No alvorecer dos tempos, conforme narrado pela venerável tradição dos Dogons, uma tribo enraizada nas profundezas da África Ocidental, existia um Deus único, o arquiteto primordial de todo o universo. Este ser supremo, em um ato de pura inovação, deu forma ao Sol e à Lua, concebendo-os como cântaros celestes, recipientes da luz e da escuridão. O Sol, em sua radiante majestade, foi adornado com oito anéis cintilantes de cobre vermelho, simbolizando a sua ardente vitalidade. Paralelamente, a Lua, espelho noturno da Terra, foi circundada por anéis de cobre branco, ecoando a sua serena luminosidade.
O firmamento foi salpicado de estrelas, geradas a partir de pedras celestiais que o Criador habilmente lançou para o cosmos, espalhando-as como sementes de luz sobre o vasto manto da noite. A criação da Terra foi concebida através de um gesto divino similar: um punhado de barro, essência primordial, foi comprimido nas mãos do Criador e, com um movimento decisivo, atirado ao espaço. Lá, esse pedaço de barro se expandiu e achatou, formando o disco terrestre, com o Norte posicionado soberanamente no topo, e suas demais regiões estendendo-se em harmonia, reminiscente da postura de um ser humano repousando de costas, voltado para o infinito.
Este mito, revelado por Ogotemmêli, um ancião cego dotado de profunda sabedoria, foi escolhido pelos Dogons para compartilhar com visitantes europeus os intricados véus da sua cosmogonia. Registrado por Geoffrey Parrinder em suas explorações sobre as mitologias africanas, o relato oferece uma janela para a rica tapeçaria de crenças e narrativas que moldam a visão de mundo dos Dogons.
Análise no Contexto Africano
O mito da criação Dogon, além de sua intrínseca beleza poética, reflete aspectos fundamentais da cosmovisão africana. O uso de elementos naturais — como o barro, o cobre, e as pedras — na narração da origem do mundo e dos corpos celestes, ressalta a conexão intrínseca entre o homem africano e o ambiente natural que o circunda. Esses elementos não são apenas materiais físicos, mas símbolos carregados de significado espiritual e cultural.

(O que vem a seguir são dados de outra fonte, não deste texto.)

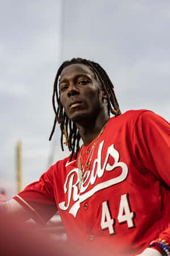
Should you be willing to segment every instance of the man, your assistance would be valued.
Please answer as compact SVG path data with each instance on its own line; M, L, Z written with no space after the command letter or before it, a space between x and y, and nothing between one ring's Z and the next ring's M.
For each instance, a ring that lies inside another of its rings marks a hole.
M169 124L146 110L121 114L105 71L79 58L59 68L53 105L50 139L58 122L71 154L5 207L40 222L57 209L69 239L82 246L170 255Z

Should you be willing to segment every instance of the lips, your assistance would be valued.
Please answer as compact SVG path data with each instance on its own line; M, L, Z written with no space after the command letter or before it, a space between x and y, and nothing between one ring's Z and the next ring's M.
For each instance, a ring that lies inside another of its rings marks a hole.
M74 101L69 105L69 108L71 109L73 109L74 108L76 108L82 104L82 101Z

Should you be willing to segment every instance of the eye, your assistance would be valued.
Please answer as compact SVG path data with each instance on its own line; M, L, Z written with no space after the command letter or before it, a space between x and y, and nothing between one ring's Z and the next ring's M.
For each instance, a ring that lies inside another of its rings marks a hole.
M62 85L62 86L61 86L60 88L60 92L63 92L65 90L66 90L66 89L68 88L68 85Z

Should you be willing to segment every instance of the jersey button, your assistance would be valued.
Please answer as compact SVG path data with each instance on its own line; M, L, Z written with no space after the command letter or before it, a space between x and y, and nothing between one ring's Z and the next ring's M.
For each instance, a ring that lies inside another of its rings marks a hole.
M94 235L90 235L90 241L94 241L94 240L95 240L95 236Z
M84 208L86 209L86 210L87 209L88 209L88 204L87 204L87 203L84 204Z

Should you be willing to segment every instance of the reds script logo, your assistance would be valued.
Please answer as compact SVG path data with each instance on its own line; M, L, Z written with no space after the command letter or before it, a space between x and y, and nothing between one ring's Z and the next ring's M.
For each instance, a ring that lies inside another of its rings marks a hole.
M105 171L113 171L116 168L121 167L122 172L117 177L97 184L97 185L94 185L91 190L84 193L83 195L79 195L78 188L78 184L79 181L78 169L77 168L73 169L67 175L63 188L65 193L67 193L67 203L66 201L61 202L59 204L59 207L61 210L67 210L70 207L71 199L73 196L73 199L75 203L71 207L69 213L71 213L75 217L76 217L77 213L80 209L80 204L92 196L97 191L122 182L128 176L128 166L125 163L119 162L120 154L118 151L114 148L113 144L108 148L104 163L103 166L101 166L101 159L104 143L104 141L103 141L99 145L97 158L94 160L91 172L89 172L87 174L86 172L84 173L84 177L86 177L86 178L82 184L80 193L86 192L90 184L95 184L97 177L99 178L102 177ZM108 163L109 155L112 156L114 159L114 163L113 166ZM96 172L95 174L95 170ZM76 180L75 182L75 180L76 179ZM88 181L87 182L88 180ZM74 181L75 182L74 183ZM85 185L86 183L86 185ZM68 189L67 187L69 188Z

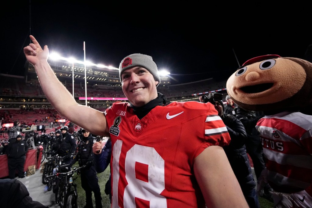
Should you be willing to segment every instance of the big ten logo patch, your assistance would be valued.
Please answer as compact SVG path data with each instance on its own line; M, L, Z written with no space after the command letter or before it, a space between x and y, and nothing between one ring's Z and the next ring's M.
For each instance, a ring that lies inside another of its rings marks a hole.
M120 110L118 110L118 111L117 111L117 112L116 113L116 114L117 115L124 116L126 115L126 111L120 111Z

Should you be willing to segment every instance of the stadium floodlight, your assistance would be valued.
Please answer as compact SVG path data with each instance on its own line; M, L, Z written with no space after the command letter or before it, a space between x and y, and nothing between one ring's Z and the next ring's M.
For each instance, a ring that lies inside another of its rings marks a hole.
M170 74L170 72L165 69L162 69L158 71L158 74L160 76L166 77L167 75Z
M75 98L75 96L74 95L74 63L76 62L77 61L76 60L76 59L74 58L73 58L72 57L71 57L71 58L68 58L68 60L67 60L67 61L68 61L69 62L70 62L71 63L72 63L72 64L73 64L73 69L71 70L71 72L72 72L72 74L73 74L73 76L72 76L72 79L73 79L73 80L72 80L72 84L73 84L73 97L74 98Z

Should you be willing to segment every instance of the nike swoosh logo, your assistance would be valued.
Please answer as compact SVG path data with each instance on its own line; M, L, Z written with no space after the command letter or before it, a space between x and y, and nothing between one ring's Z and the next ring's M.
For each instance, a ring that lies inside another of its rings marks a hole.
M301 199L300 198L299 198L299 200L301 202L303 202L305 201L305 195L304 196L303 196L303 198L302 198L302 199Z
M169 116L169 113L168 113L167 114L167 115L166 116L166 118L167 118L168 120L169 120L169 119L171 119L172 118L174 118L174 117L176 117L176 116L178 116L180 114L181 114L181 113L183 113L184 112L184 111L182 111L181 113L178 113L178 114L175 114L174 115L173 115L172 116Z

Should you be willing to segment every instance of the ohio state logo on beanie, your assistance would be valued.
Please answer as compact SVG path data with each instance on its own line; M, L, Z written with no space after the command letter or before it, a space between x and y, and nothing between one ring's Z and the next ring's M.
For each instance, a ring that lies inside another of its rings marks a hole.
M132 64L132 59L131 58L129 58L129 57L126 58L124 60L124 62L122 62L122 67L121 68L122 68Z

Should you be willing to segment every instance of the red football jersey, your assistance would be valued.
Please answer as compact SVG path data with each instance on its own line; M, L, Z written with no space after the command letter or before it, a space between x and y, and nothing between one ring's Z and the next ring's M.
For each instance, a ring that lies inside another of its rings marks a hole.
M129 104L117 102L105 114L112 146L112 207L204 206L194 160L207 147L230 141L212 105L174 102L140 120Z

A concepção de um universo ordenado e simétrico, com o Sol e a Lua como guardiões celestes e a Terra como o palco da existência humana, ilustra a busca dos Dogons por entender e harmonizar-se com as leis que regem o cosmos. A figura de Ogotemmêli, um ancião cego, destaca o valor atribuído à sabedoria ancestral e à transmissão oral do conhecimento, aspectos centrais nas sociedades africanas tradicionais.

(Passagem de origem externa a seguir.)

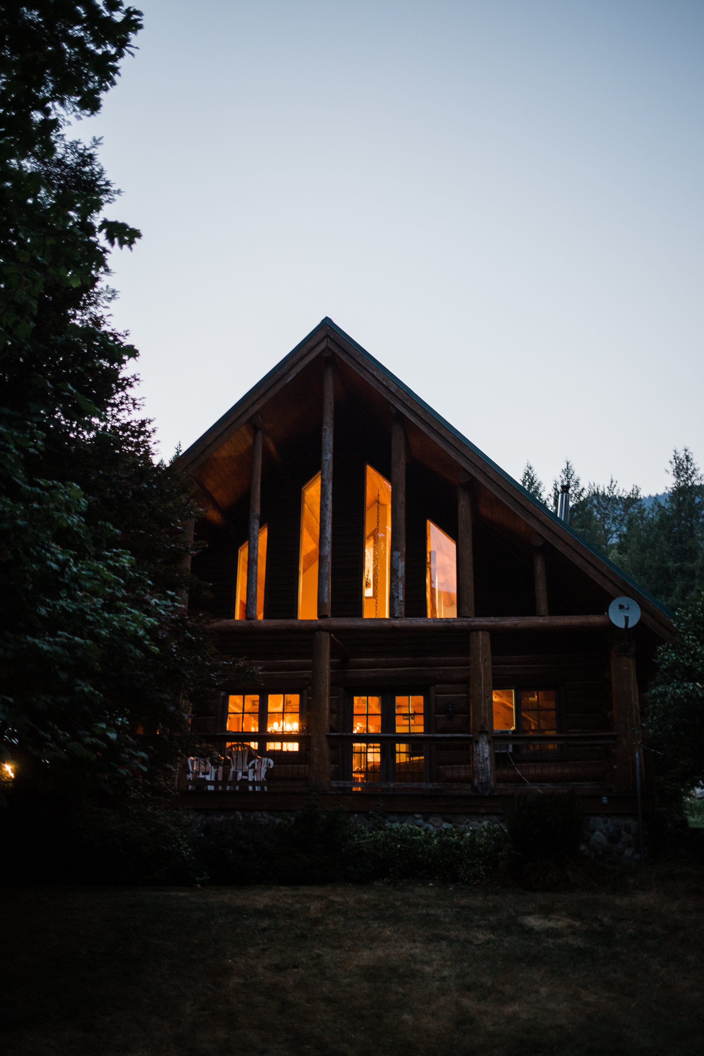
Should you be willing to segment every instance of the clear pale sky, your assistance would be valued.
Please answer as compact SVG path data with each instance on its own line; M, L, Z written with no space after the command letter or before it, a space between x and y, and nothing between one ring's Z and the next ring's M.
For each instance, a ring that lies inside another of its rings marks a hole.
M514 476L704 463L704 3L146 0L102 113L161 451L330 316Z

Este mito, portanto, não é meramente uma história de origem, mas uma afirmação da identidade Dogon e de sua profunda relação com o cosmos. Ele simboliza a continuidade entre o passado mítico e o presente vivido, entre o céu e a terra, entre o espiritual e o material, tecendo a complexidade da experiência humana numa narrativa coesa e significativa.
Em última análise, o mito da criação Dogon nos convida a refletir sobre a riqueza e a diversidade das tradições orais africanas, que continuam a oferecer insights valiosos sobre a relação entre o homem, a natureza e o divino, enriquecendo nosso entendimento compartilhado da condição humana.